18. A kit for preparing pharmaceutical composition for parenteral administration to a patient, the kit comprising:

an aqueous solution, packaged under aseptic conditions and comprising from about 1 mg/ml to about 20 mg/ml of TFPI or a TFPI variant having about 70% or greater amino acid sequence identity to SEQ ID NO: 1 ; and

a diluent,

wherein said aqueous solution and said diluent are packaged in separate containers.

19. The kit of claim 18, wherein said separate containers are connected to allow said aqueous solution and said diluent to be aseptically combined upon establishing flow communication between said separate containers.

20. The kit of claim 19, wherein said aqueous solution is packaged in a vial container and said diluent is packaged in a flexible bag container.

21. The kit of claim 18, wherein said diluent is terminally sterilized by heating or irradiation.

22. The kit of claim 21, wherein said diluent is terminally sterilized by heating to a temperature from about 80⁰C (175°F) to about 150⁰C (300⁰F) for a time from about 5 minutes to about 1 hour.

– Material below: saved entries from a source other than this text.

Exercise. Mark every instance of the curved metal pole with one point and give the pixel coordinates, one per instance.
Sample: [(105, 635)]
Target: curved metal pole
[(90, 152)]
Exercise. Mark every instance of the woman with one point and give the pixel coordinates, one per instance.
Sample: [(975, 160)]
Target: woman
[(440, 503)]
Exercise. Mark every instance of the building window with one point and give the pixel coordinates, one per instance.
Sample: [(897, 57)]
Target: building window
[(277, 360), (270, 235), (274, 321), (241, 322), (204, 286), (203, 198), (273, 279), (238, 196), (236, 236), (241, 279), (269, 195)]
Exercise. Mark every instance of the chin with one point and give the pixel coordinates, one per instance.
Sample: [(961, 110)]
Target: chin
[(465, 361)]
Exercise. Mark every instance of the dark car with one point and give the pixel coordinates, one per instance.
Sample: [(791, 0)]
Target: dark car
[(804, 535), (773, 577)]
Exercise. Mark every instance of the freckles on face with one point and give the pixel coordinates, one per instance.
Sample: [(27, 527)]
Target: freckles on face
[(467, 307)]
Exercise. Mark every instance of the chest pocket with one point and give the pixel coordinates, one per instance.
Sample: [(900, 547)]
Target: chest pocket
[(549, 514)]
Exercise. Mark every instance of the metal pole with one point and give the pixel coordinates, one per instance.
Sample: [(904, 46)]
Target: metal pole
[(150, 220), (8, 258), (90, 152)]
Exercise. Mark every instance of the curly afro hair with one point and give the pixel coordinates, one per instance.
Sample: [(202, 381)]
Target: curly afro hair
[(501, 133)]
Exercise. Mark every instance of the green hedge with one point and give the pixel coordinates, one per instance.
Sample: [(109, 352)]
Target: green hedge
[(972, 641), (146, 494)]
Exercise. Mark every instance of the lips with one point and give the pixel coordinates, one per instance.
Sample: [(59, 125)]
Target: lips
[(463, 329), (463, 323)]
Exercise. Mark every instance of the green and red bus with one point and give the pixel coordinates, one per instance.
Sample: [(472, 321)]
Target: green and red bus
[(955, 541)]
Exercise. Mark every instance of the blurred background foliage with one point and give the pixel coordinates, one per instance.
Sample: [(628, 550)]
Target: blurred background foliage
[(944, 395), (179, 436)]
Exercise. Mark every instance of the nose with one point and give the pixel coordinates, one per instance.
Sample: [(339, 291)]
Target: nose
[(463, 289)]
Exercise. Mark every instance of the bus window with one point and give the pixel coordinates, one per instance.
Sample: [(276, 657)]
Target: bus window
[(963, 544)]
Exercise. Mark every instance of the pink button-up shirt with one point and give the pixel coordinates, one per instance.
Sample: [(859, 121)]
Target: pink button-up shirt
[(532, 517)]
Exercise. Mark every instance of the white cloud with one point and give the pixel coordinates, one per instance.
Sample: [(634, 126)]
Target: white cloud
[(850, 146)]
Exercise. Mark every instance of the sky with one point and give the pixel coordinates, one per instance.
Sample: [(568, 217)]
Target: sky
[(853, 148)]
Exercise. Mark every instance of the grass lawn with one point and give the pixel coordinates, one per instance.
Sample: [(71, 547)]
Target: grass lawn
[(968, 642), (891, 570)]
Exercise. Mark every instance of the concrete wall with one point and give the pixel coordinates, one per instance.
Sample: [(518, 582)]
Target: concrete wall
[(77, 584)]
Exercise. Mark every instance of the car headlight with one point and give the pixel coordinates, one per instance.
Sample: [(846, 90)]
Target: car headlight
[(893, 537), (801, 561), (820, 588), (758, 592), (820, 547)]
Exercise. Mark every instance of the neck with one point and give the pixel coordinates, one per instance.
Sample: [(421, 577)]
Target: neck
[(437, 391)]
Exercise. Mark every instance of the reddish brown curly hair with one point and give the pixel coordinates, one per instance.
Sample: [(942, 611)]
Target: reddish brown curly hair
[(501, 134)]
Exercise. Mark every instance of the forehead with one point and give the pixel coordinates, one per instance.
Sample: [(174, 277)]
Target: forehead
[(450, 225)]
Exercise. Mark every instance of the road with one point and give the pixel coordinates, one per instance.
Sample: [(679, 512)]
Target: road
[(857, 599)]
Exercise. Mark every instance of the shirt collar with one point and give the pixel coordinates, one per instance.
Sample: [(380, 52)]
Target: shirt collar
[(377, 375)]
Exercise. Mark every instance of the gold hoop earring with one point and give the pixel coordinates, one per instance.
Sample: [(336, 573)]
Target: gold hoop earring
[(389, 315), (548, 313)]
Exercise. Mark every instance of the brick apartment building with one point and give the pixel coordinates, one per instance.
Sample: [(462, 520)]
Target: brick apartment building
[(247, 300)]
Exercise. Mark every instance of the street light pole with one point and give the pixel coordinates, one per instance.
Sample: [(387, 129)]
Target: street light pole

23. The kit of claim 18, wherein said TFPI variant is ala-TFPI.

24. The kit of claim 18, wherein said diluent comprises a buffer.

25. The kit of claim 24, wherein said aqueous solution further comprises a solubilizer and an antioxidant.

26. The kit of claim 25, wherein said solubilizer is arginine, said antioxidant is methionine, and said buffer is citric acid/sodium citrate.

27. The kit of claim 26, wherein, when said aqueous solution and said diluent are combined, a resulting pharmaceutical composition, having a pH from about 4 to about 8, comprises from about 0.10 mg/ml to about 0.50 mg/ml of ala-TFPI, from about 100 mM to about 400 mM of arginine, from about 2 mM to about 10 mM methionine, and from about 10 mM to about 50 mM of citric acid/sodium citrate.